By the end of Rebekah's story we were both crying, I placed my hand on her arm, an attempt to comfort her slightly, she wiped away her tears, "Anyway afterwards I didn't wish to be alive anymore so I made many attempts on my own life and I did as you did, I looked to harming myself for release. Ultimately it worked for a short while but the bliss didn't last long. So Elena I urge you not to make any more attempts on your life because my brothers would never allow you to die." She had a faraway look in her eyes and I moved to my knees and brought her into a hug, she seemed to be surprised and hesitated a moment before returning my hug. We sat like that for what felt like five minutes before a voice from behind us broke the moment.

"Can I speak to Elena please?"

* * *

 **I know it's short but I'm trying to keep their more sisterly moments for later on.**


	12. Chapter 12

I looked up into the blue eyes of the man who haunts my dreams. Rebekah pulled back giving her brother an icy cold glare before turning back to me, her eyes softening. She looked at me silently asking me if I would be okay talking to him. "If Elena wants to talk to you she can, I'm going back to my room." She jumped up off the bed and pushed back her brother. I watched her go before glancing at Klaus very quickly, not wanting to look into his eyes.
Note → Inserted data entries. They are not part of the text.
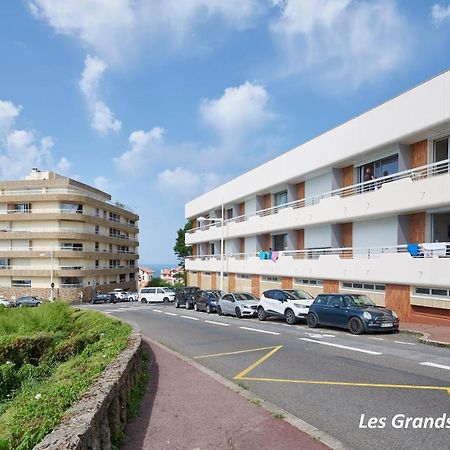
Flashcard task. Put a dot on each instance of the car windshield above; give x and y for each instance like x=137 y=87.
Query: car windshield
x=242 y=297
x=298 y=294
x=360 y=300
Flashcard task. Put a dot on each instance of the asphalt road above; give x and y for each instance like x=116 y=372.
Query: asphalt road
x=326 y=377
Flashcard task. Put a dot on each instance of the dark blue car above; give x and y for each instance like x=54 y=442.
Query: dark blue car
x=354 y=312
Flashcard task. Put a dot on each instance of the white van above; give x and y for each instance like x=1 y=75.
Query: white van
x=164 y=295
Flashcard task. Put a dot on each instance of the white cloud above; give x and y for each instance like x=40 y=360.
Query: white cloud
x=8 y=114
x=182 y=182
x=102 y=118
x=440 y=13
x=145 y=146
x=116 y=28
x=20 y=150
x=239 y=111
x=347 y=41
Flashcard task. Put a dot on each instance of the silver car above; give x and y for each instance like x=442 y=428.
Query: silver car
x=239 y=304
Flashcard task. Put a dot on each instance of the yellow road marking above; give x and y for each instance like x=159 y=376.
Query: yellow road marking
x=235 y=353
x=347 y=383
x=242 y=374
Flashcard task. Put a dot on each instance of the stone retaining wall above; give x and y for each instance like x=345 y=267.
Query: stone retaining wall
x=102 y=412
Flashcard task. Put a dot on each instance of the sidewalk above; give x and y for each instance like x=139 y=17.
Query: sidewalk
x=437 y=333
x=187 y=409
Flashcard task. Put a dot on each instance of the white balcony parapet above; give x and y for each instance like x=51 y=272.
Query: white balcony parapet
x=419 y=173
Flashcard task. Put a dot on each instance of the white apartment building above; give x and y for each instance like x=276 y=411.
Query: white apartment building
x=58 y=231
x=332 y=224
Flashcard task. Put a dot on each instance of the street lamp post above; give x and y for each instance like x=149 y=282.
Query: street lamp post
x=222 y=220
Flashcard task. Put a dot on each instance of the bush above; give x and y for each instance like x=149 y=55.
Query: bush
x=49 y=356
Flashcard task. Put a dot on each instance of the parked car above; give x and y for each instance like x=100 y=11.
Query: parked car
x=6 y=303
x=184 y=296
x=354 y=312
x=239 y=304
x=104 y=298
x=285 y=304
x=133 y=296
x=156 y=294
x=206 y=300
x=28 y=301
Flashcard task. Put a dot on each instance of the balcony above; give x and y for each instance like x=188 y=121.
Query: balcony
x=384 y=265
x=401 y=193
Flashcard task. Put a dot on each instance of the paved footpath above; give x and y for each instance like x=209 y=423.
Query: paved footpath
x=187 y=409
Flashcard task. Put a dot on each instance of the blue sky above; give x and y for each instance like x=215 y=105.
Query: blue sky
x=157 y=101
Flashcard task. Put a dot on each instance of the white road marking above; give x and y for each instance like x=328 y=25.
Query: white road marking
x=370 y=352
x=260 y=331
x=218 y=323
x=405 y=343
x=438 y=366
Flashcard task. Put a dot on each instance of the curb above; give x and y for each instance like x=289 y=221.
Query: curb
x=423 y=338
x=303 y=426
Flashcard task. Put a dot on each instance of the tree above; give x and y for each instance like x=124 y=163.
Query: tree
x=180 y=248
x=158 y=282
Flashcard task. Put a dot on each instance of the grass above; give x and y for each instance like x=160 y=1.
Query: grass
x=49 y=356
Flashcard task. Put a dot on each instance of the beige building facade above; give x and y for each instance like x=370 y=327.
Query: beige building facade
x=56 y=231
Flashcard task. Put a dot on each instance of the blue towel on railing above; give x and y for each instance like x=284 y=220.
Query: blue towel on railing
x=413 y=249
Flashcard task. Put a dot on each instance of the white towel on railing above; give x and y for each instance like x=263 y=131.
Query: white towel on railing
x=434 y=249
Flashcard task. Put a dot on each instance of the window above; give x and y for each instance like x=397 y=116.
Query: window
x=363 y=286
x=380 y=168
x=280 y=198
x=21 y=207
x=442 y=293
x=308 y=282
x=20 y=283
x=74 y=246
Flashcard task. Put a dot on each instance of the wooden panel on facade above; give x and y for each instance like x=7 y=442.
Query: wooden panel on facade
x=419 y=154
x=330 y=286
x=301 y=190
x=286 y=283
x=241 y=245
x=255 y=285
x=417 y=228
x=397 y=297
x=231 y=282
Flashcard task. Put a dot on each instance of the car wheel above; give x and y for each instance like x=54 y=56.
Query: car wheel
x=312 y=320
x=262 y=315
x=290 y=317
x=356 y=326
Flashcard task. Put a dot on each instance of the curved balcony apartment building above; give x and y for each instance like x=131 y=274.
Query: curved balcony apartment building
x=330 y=225
x=54 y=229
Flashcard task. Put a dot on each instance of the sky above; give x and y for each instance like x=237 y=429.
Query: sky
x=158 y=101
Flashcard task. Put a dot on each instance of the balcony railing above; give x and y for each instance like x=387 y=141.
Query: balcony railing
x=419 y=173
x=435 y=250
x=45 y=190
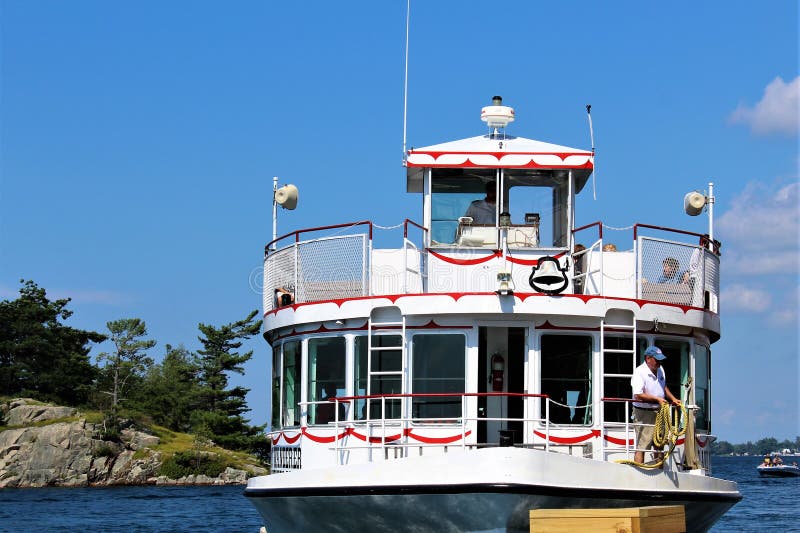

But when I looked at him he was looking at the floor, shifting from one foot to another. I stared at him confused, he looked guilty for some reason.

After five minutes of him just standing there I finally decided enough was enough, "What did you want?" I asked in a slightly annoyed tone. I panicked slightly when I realised how that must have sounded to him, but when his eyes snapped up to meet mine all I saw was surprise and guilt. I looked away instantly and went back to my previous position.

"I'm sorry I kidnapped you and I'm sorry about what I did when you tried to escape, I really didn't mean to go that far… I should've expected you to try to escape after everything myself and my family have put you through. I'm a monster and my siblings, over the years, have been diseased with some of my traits," I couldn't really deny what he said, he was a monster but I didn't understand why he was doing this now, did he think he was the reason I tried to commit suicide? He looked so awkward, he couldn't meet my eye, he mustn't be the apologising type I thought, as he spoke again, "Look I'm not good at this whole apologising shit, I don't even know why I came in here, I should've just stayed away, everyone knows it was my fault you tried and almost succeeded in trying to kill yourself. You won't even look at me!" He was getting angry now and I looked up just as he was about to leave.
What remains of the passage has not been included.